The Hybrid Pattern I'd Actually Ship
For a B2B SaaS building on a Next.js and Prisma stack on Postgres, here's the split that holds up across most of the projects I scope:
- tRPC for everything behind login. Every authenticated dashboard call, every internal mutation, every admin action — full type safety, zero schema maintenance, and nobody's fault when the frontend breaks because the backend changed a field name.
- REST for anything outside your TypeScript boundary. Stripe webhooks, OAuth callbacks, health checks, and any endpoint a partner or a mobile client written in a different stack needs to call.
- A thin, versioned REST subset for partner access, generated from an OpenAPI contract you write deliberately rather than one you reverse-engineer from tRPC procedures after the fact.

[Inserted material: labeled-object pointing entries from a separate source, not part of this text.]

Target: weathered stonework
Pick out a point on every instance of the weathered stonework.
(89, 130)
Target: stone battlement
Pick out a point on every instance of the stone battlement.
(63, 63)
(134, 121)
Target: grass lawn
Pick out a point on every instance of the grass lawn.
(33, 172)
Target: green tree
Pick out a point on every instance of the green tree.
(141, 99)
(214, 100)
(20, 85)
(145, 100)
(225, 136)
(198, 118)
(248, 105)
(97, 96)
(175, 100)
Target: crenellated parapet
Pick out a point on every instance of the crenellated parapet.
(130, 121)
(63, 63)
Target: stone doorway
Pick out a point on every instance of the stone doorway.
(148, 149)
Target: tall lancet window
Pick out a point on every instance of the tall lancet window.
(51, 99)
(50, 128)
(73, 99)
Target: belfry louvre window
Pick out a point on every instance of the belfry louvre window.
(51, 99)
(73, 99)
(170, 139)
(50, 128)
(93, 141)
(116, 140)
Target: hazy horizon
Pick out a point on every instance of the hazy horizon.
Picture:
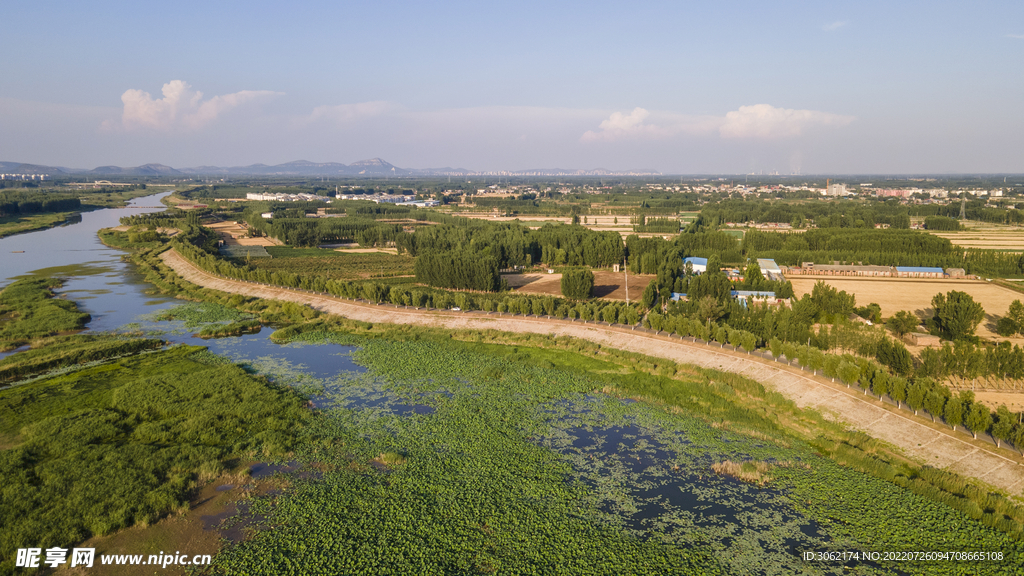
(876, 88)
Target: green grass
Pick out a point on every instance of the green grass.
(492, 482)
(335, 265)
(65, 352)
(18, 223)
(28, 310)
(123, 240)
(124, 443)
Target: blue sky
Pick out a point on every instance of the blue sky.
(733, 87)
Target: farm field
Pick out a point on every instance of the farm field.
(233, 234)
(915, 295)
(609, 285)
(336, 264)
(1013, 401)
(986, 236)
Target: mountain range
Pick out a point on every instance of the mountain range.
(372, 167)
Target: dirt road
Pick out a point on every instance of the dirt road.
(932, 444)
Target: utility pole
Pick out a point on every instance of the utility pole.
(626, 273)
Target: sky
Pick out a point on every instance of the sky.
(733, 87)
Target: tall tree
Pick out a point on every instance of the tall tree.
(953, 412)
(1004, 425)
(956, 314)
(978, 418)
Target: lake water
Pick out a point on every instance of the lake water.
(117, 295)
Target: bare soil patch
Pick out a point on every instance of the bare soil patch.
(367, 250)
(894, 294)
(609, 285)
(235, 235)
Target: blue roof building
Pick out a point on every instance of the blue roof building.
(699, 264)
(920, 272)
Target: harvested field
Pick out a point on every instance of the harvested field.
(986, 236)
(233, 234)
(894, 294)
(367, 250)
(610, 285)
(1013, 401)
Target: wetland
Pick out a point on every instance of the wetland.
(340, 450)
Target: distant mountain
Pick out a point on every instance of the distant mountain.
(23, 168)
(371, 167)
(143, 170)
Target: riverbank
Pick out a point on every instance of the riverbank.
(17, 223)
(926, 443)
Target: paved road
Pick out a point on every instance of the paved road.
(927, 443)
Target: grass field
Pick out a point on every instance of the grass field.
(335, 264)
(18, 223)
(124, 443)
(986, 236)
(28, 310)
(609, 285)
(915, 295)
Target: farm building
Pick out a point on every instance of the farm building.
(919, 272)
(770, 270)
(840, 270)
(699, 264)
(744, 296)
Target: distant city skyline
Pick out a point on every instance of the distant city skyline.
(876, 87)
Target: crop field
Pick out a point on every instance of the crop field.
(915, 295)
(461, 458)
(989, 237)
(235, 235)
(336, 264)
(609, 285)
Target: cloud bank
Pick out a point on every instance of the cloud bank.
(765, 121)
(759, 121)
(181, 107)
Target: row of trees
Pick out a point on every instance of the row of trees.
(891, 374)
(603, 311)
(462, 270)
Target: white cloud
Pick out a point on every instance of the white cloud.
(349, 112)
(766, 121)
(759, 121)
(181, 107)
(633, 126)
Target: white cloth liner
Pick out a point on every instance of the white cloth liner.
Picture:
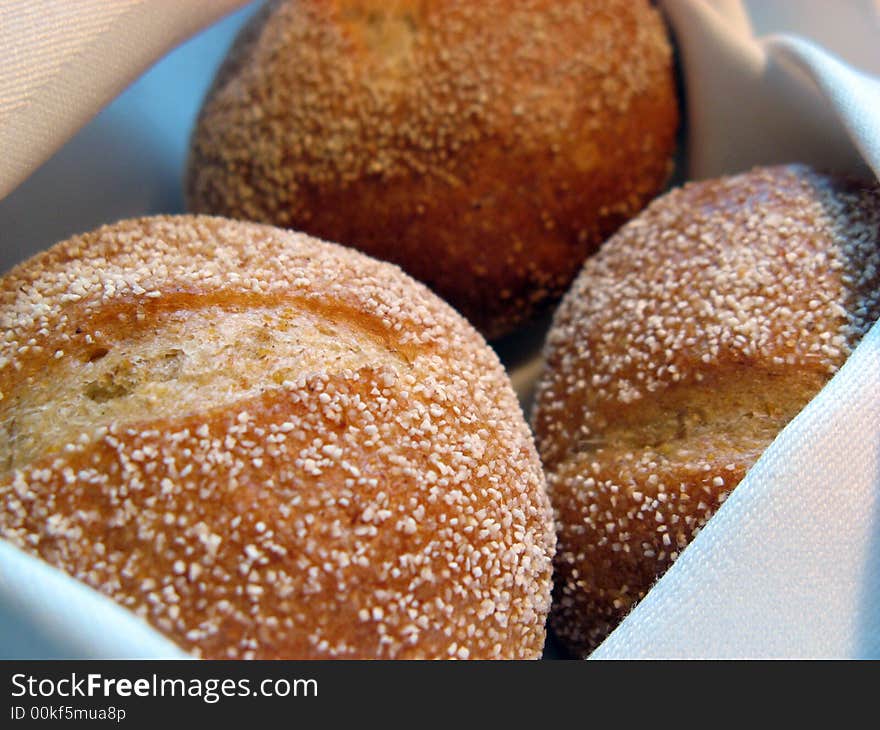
(790, 565)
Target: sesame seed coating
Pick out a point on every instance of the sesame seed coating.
(269, 446)
(684, 346)
(486, 147)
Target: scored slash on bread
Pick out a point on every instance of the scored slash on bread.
(269, 447)
(685, 345)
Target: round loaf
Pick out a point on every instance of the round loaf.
(487, 148)
(268, 446)
(686, 344)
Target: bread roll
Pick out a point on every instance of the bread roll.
(685, 345)
(486, 147)
(269, 447)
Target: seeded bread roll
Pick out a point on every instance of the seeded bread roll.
(269, 446)
(485, 146)
(686, 344)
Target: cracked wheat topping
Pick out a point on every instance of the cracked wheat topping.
(269, 446)
(686, 344)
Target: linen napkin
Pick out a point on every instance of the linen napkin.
(790, 566)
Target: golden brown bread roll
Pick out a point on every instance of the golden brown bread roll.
(269, 446)
(486, 147)
(685, 345)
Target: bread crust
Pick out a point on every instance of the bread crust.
(382, 502)
(485, 147)
(685, 345)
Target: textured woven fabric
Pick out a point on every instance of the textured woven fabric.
(62, 60)
(790, 566)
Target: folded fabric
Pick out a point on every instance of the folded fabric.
(790, 564)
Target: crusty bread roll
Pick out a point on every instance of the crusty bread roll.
(685, 345)
(485, 146)
(269, 446)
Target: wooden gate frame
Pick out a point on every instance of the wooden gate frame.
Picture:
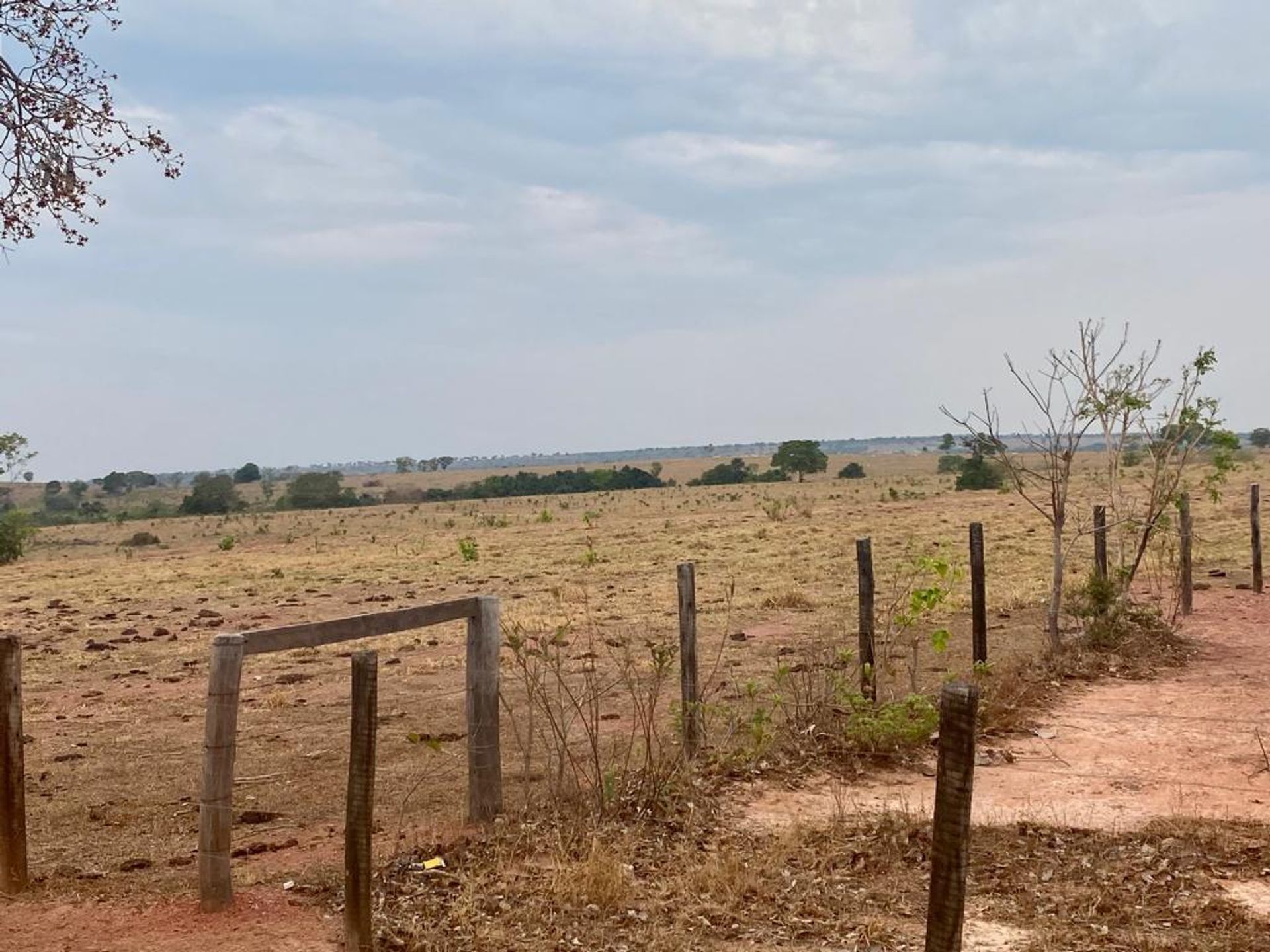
(484, 760)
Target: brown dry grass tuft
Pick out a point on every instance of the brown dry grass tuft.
(859, 883)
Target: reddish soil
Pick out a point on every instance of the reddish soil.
(1117, 754)
(262, 920)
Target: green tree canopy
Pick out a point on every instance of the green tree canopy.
(15, 452)
(980, 473)
(800, 456)
(211, 495)
(114, 483)
(318, 491)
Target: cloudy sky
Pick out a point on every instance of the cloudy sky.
(479, 226)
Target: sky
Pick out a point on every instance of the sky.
(495, 226)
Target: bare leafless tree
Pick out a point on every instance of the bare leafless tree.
(59, 128)
(1087, 387)
(1040, 465)
(1165, 422)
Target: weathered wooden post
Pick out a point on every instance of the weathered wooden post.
(216, 808)
(13, 772)
(864, 569)
(978, 596)
(360, 807)
(484, 752)
(690, 697)
(1184, 556)
(1100, 541)
(1255, 513)
(954, 787)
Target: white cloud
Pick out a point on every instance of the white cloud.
(615, 235)
(294, 155)
(362, 244)
(732, 160)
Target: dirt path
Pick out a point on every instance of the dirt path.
(1118, 754)
(262, 920)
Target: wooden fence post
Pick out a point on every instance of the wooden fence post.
(868, 669)
(1100, 541)
(690, 697)
(360, 805)
(978, 596)
(954, 786)
(484, 752)
(13, 774)
(216, 808)
(1255, 513)
(1184, 556)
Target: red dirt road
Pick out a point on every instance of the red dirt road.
(1117, 754)
(1113, 756)
(262, 920)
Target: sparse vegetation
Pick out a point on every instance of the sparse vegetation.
(318, 491)
(211, 495)
(800, 456)
(16, 536)
(737, 473)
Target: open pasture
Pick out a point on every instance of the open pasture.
(117, 639)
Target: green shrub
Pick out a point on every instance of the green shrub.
(16, 536)
(800, 456)
(211, 495)
(142, 539)
(893, 725)
(318, 491)
(980, 473)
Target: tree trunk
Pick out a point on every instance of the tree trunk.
(1056, 592)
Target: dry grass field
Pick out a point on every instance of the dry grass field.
(117, 639)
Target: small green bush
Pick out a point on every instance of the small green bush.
(980, 473)
(16, 536)
(142, 539)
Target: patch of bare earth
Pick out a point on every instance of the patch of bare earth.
(261, 920)
(1113, 757)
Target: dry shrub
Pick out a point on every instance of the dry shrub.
(1117, 637)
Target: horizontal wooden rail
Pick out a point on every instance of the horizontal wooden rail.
(359, 626)
(486, 766)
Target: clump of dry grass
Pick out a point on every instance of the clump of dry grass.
(857, 883)
(789, 600)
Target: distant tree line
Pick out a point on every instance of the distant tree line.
(534, 484)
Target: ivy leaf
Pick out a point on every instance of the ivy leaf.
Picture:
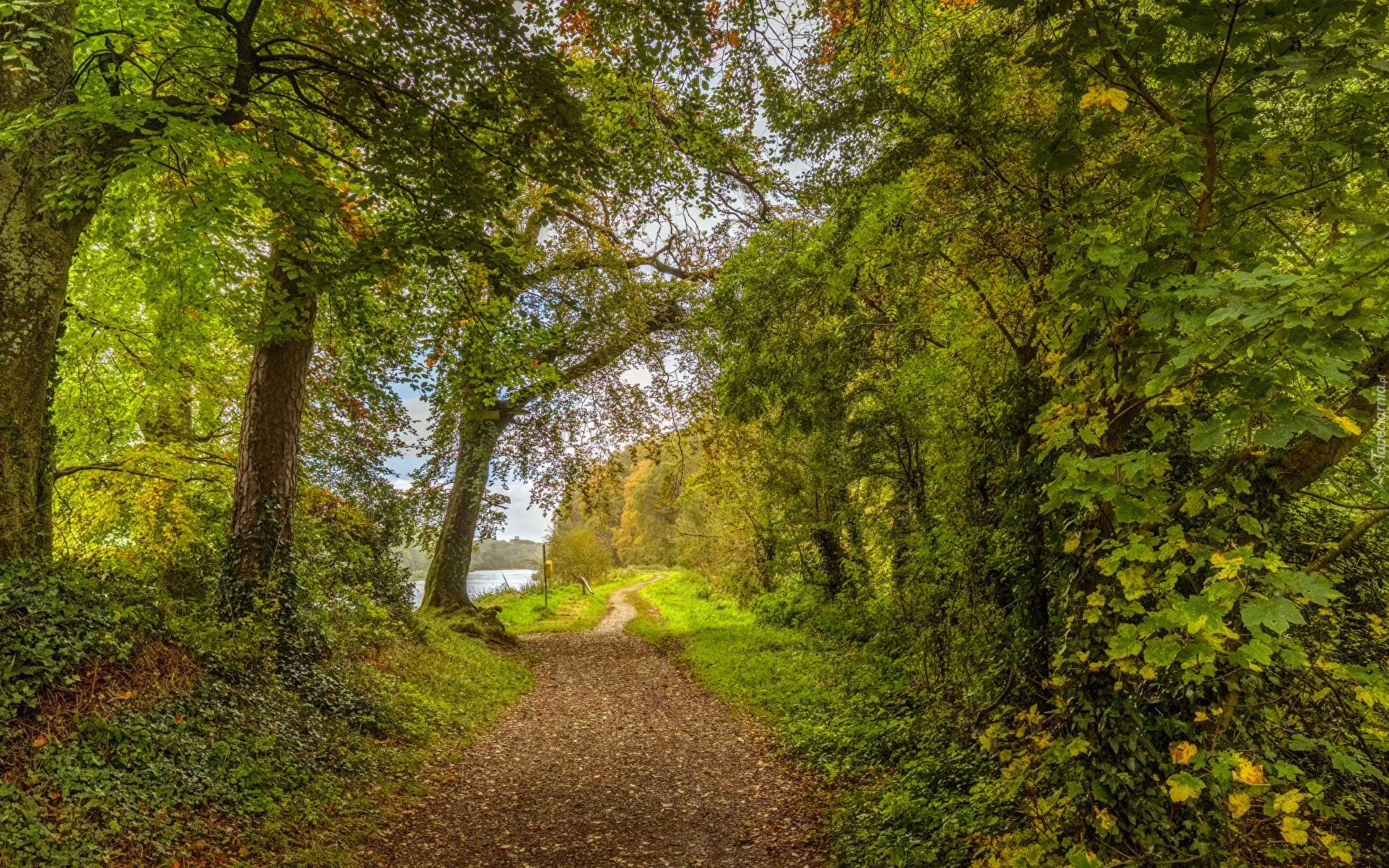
(1274, 613)
(1207, 435)
(1162, 652)
(1126, 642)
(1184, 785)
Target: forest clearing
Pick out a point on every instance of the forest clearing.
(959, 428)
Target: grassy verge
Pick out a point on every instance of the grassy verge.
(902, 798)
(163, 739)
(569, 610)
(764, 670)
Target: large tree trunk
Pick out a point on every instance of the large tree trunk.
(446, 587)
(267, 464)
(36, 249)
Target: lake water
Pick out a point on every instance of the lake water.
(486, 581)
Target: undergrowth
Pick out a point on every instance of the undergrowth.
(902, 791)
(138, 729)
(570, 608)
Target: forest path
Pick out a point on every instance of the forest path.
(614, 759)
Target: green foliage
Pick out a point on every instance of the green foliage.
(842, 709)
(51, 623)
(570, 608)
(241, 754)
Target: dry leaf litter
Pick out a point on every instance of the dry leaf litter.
(614, 759)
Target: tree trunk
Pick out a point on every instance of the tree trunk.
(36, 247)
(267, 464)
(446, 587)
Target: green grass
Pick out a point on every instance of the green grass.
(760, 668)
(569, 610)
(249, 770)
(901, 798)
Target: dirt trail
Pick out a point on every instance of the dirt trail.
(614, 759)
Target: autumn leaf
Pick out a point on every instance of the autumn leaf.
(1289, 801)
(1182, 753)
(1249, 773)
(1238, 803)
(1294, 830)
(1184, 786)
(1103, 95)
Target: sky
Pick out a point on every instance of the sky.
(522, 520)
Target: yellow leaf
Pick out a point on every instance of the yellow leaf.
(1180, 788)
(1182, 753)
(1238, 803)
(1289, 801)
(1249, 773)
(1345, 422)
(1294, 830)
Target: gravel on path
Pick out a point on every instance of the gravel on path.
(614, 759)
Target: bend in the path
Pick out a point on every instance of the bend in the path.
(614, 759)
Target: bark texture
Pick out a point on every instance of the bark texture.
(36, 249)
(267, 463)
(446, 585)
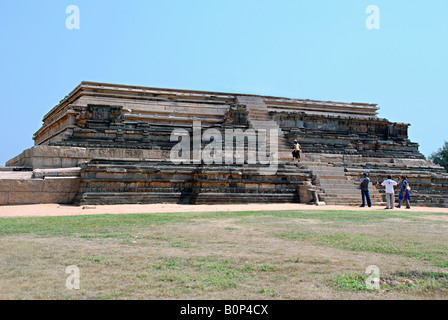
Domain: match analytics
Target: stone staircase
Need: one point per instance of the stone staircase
(335, 187)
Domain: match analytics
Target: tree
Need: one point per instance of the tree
(441, 156)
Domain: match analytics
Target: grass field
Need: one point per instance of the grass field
(227, 255)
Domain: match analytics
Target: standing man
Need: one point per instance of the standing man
(404, 193)
(365, 190)
(390, 193)
(296, 152)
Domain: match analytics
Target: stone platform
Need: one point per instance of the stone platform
(118, 139)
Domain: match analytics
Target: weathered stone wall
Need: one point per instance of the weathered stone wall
(136, 181)
(31, 187)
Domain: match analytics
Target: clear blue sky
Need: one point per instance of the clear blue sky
(299, 49)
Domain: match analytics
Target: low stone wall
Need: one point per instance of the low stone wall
(39, 186)
(44, 156)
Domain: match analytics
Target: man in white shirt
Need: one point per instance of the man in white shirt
(390, 193)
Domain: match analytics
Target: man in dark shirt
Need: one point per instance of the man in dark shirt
(365, 190)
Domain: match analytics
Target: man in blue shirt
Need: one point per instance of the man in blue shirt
(365, 190)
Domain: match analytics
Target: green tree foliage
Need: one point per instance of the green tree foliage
(441, 156)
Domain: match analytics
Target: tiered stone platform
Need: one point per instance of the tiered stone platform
(117, 139)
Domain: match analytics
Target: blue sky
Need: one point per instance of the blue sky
(299, 49)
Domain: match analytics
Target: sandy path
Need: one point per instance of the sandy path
(42, 210)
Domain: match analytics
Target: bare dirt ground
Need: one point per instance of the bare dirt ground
(227, 252)
(44, 210)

- GraphQL only once you have a real aggregation problem — multiple services, one client, genuinely variable query shapes. Not before.
You don't start with all four. You start with tRPC and REST, and you add GraphQL the day someone actually needs it, not the day someone reads a blog post about it. If you're still deciding the rest of your stack alongside this, the SaaS MVP stack decision tree is where I'd start before locking in an API layer you'll be stuck defending in six months.
None of my current projects run a federated GraphQL layer, for what it's worth. Callidus talks to Firestore directly through security rules rather than any of these three patterns, which is its own lesson: sometimes the right answer to "REST, GraphQL, or tRPC" is none of the above, because your database's own client library already does the job.
What would you actually lose if you ripped GraphQL out of your stack tomorrow and replaced it with two REST endpoints? For most B2B SaaS products, the honest answer is: less than the GraphQL setup cost you to build in the first place.